Castillo is a founding member of the Undocupoets, which eliminated citizenship requirements from all major poetry book prizes in the U.S., and was recognized with the Barnes and Noble Writers for Writers Award. He was the first undocumented student to graduate from the Helen Zell Writers’ Program at the University of Michigan and lives in Northern California where he serves as the poet laureate of Yuba and Sutter Counties. 

Castillo currently teaches at Saint Mary’s College of California.

 

Guest Speakers

An accomplished writer smiles at the camera

Vanessa Hua

Vanessa Hua is an award-winning, best-selling author. Her novel, Forbidden City—called “magnificent” by Publisher’s Weekly, a “new classic” by the San Francisco Chronicle, and “masterful” by the Washington Post— is a national bestseller and was a finalist for the Northern California Book Award. Her novel, A River of Stars, was named to the Washington Post and NPR’s Best Books of 2018 lists, and has been called a "marvel" by O, The Oprah Magazine, and "delightful" by The Economist. Her short story collection, Deceit and Other Possibilities,New York Times Editors' Choice, received an Asian/Pacific American Award in Literature and was a finalist for a California Book Award, and a New American Voices Award. 

Manjula Martin Writer ROW

Manjula Martin

Manjula Martin is author of The Last Fire Season: A Personal and Pyronatural History. She is coauthor of Fruit Trees for Every Garden, which won the 2020 American Horticultural Society Book Award.
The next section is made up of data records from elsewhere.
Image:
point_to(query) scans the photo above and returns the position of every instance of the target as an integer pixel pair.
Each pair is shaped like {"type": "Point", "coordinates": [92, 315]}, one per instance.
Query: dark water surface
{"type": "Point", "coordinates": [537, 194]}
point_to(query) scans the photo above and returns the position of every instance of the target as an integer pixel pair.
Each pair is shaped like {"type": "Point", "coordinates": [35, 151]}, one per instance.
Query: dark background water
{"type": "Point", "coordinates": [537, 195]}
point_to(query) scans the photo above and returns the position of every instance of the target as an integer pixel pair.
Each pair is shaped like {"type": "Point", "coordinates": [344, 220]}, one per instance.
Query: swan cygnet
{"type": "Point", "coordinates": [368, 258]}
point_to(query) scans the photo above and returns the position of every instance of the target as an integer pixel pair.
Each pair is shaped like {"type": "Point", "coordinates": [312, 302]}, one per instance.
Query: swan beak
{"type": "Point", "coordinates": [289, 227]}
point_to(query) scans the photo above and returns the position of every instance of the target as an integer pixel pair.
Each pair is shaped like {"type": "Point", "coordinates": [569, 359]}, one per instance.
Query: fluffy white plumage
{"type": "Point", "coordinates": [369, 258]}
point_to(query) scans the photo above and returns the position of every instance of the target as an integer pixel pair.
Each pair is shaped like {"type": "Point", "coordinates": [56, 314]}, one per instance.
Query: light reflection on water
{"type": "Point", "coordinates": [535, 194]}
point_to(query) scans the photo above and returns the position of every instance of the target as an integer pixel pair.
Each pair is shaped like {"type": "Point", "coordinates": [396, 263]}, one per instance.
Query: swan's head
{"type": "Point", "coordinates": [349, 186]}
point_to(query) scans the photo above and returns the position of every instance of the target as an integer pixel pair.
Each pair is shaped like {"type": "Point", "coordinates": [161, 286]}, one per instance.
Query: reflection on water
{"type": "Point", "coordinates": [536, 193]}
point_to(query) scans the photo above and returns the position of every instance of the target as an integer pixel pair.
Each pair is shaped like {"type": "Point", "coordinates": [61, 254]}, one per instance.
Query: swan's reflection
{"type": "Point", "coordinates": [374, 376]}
Martin edited the anthology Scratch: Writers, Money, and the Art of Making a Living, and she was managing editor of the National Magazine Award–winning literary journal Zoetrope: All-Story. She lives in western Sonoma County, California.

Jonathan Montoya Headshot

Jonathan Lee Montoya

Jonathan Lee Montoya is a Visiting Scholar in the Department of Civil and Environmental Engineering at Stanford University. He studies equitable pathways in STEM disciplines at the intersection of Engineering and Computer Science Education. Montoya is a practitioner at heart. He holds secondary teaching credentials in Biological Sciences, Geosciences, and Career Technical Education. He has also taught Virtual Design and Construction. Montoya received his Ph.D. and M.A. in Education from the University of California, Irvine, where he was an NSF Ridge to Reef Scholar and Eugene Cota-Robles Scholar. Montoya also holds an M.A. in STEEM education from Santa Clara University, where he was an NSF Robert Noyce Teacher Scholar. Jonathan received his B.S. in Environmental Sciences with an emphasis in Ethics at Cal Poly Humboldt. He also studied Botany and Environmental Education in Argentina and Chile. Montoya will be starting a full time, tenure-track faculty appointment in the Department of Teacher Education at Saint Mary's College in July 2024.